Citicoline acts as a choline donor in the biosynthesis of acetylcholine.

Animal studies in stroke models have shown that administration of citicoline increases the release of acetylcholine from cholinergic nerve terminals and improves the animals' attention, learning, and memory functions.

Dopamine is a neurotransmitter involved in movement, attention, and many other functions.

Citicoline increases dopamine synthesis and may inhibit dopamine reuptake in nerve terminals by promoting tyrosine hydroxylase activity.

In addition, animal experiments also found that citicoline can increase the release of norepinephrine in the cortex and hypothalamus of rats.

3. Reduce FFA accumulation

In ischemic neurons, cellular energy impairment and ATP depletion lead to the breakdown of membrane phosphatidylcholine into FFA.

FFA can mediate additional tissue damage.

FFA is metabolized into toxic oxidative metabolites and free radicals, and can also decouple mitochondrial oxidative phosphorylation.

Experimental studies have confirmed that exogenous administration of citicoline can stimulate phosphatidylcholine synthesis and reduce FFA release.

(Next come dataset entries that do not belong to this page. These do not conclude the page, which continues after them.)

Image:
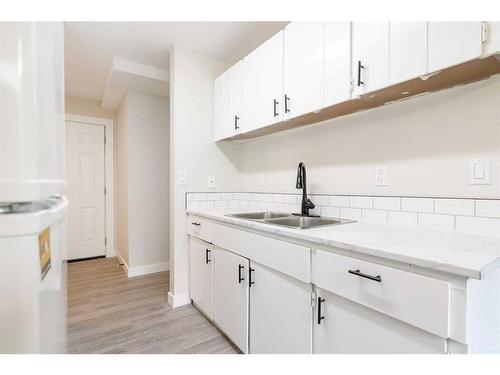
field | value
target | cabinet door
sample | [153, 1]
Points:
[303, 68]
[236, 97]
[222, 106]
[345, 327]
[408, 51]
[231, 296]
[280, 312]
[370, 56]
[200, 275]
[337, 62]
[263, 84]
[452, 43]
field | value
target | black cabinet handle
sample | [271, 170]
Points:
[366, 276]
[287, 98]
[250, 282]
[360, 82]
[320, 317]
[240, 278]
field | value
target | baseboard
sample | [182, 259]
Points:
[178, 300]
[122, 261]
[147, 269]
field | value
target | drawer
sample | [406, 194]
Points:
[288, 258]
[418, 300]
[199, 227]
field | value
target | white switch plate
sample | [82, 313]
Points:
[479, 171]
[381, 176]
[181, 178]
[211, 182]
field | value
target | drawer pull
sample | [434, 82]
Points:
[366, 276]
[320, 317]
[240, 278]
[250, 282]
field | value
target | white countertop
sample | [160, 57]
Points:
[456, 253]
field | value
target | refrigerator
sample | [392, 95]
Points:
[33, 205]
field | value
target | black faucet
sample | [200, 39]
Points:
[301, 184]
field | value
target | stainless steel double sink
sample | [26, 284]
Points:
[289, 220]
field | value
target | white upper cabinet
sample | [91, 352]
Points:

In addition, citicoline stabilizes lipid rafts carrying glutamate transporter proteins, thereby promoting the clearance of excitotoxic glutamate from the synaptic cleft.

4. Promote brain tissue energy metabolism

Citicoline has a protective effect on brain cell membrane ATPase and enzymes required for energy metabolism, especially succinate dehydrogenase and citrate synthase.

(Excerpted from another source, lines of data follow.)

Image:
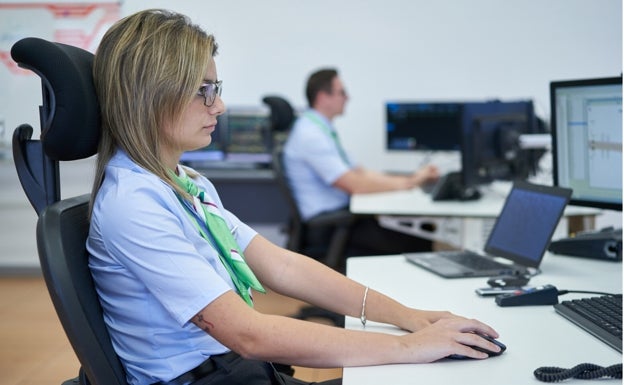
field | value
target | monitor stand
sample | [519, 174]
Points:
[451, 187]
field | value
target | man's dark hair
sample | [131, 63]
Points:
[318, 81]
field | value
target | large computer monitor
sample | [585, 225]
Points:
[586, 126]
[423, 125]
[491, 142]
[242, 139]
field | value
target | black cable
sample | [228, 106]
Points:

It also has a protective effect on protein and nucleic acid metabolism, and can increase RNA synthesis in specific brain areas.

Biosynthesis.

The glucose uptake rate in the cerebral cortex of rats with global cerebral ischemia is significantly reduced, and citicoline can significantly inhibit this reduction, suggesting that it can improve the energy metabolism of brain tissue under ischemia.

Experimental focal ischemia-reperfusion studies have also shown that citicoline can increase the energy metabolism rate under hypoxic conditions.

High-dose citicoline can significantly improve the neurological function of ischemic animals.

This effect is similar to that of citicoline.

Alkali is related to improving brain tissue metabolism and participating in brain cell membrane phospholipid synthesis.

*Special note - This article is for informational purposes only and cannot replace a doctor's treatment diagnosis and advice. It should not be regarded as a recommendation or proof of efficacy of the medical products involved. If it involves disease diagnosis, treatment, and rehabilitation, please be sure to go to a professional medical institution to seek professional advice.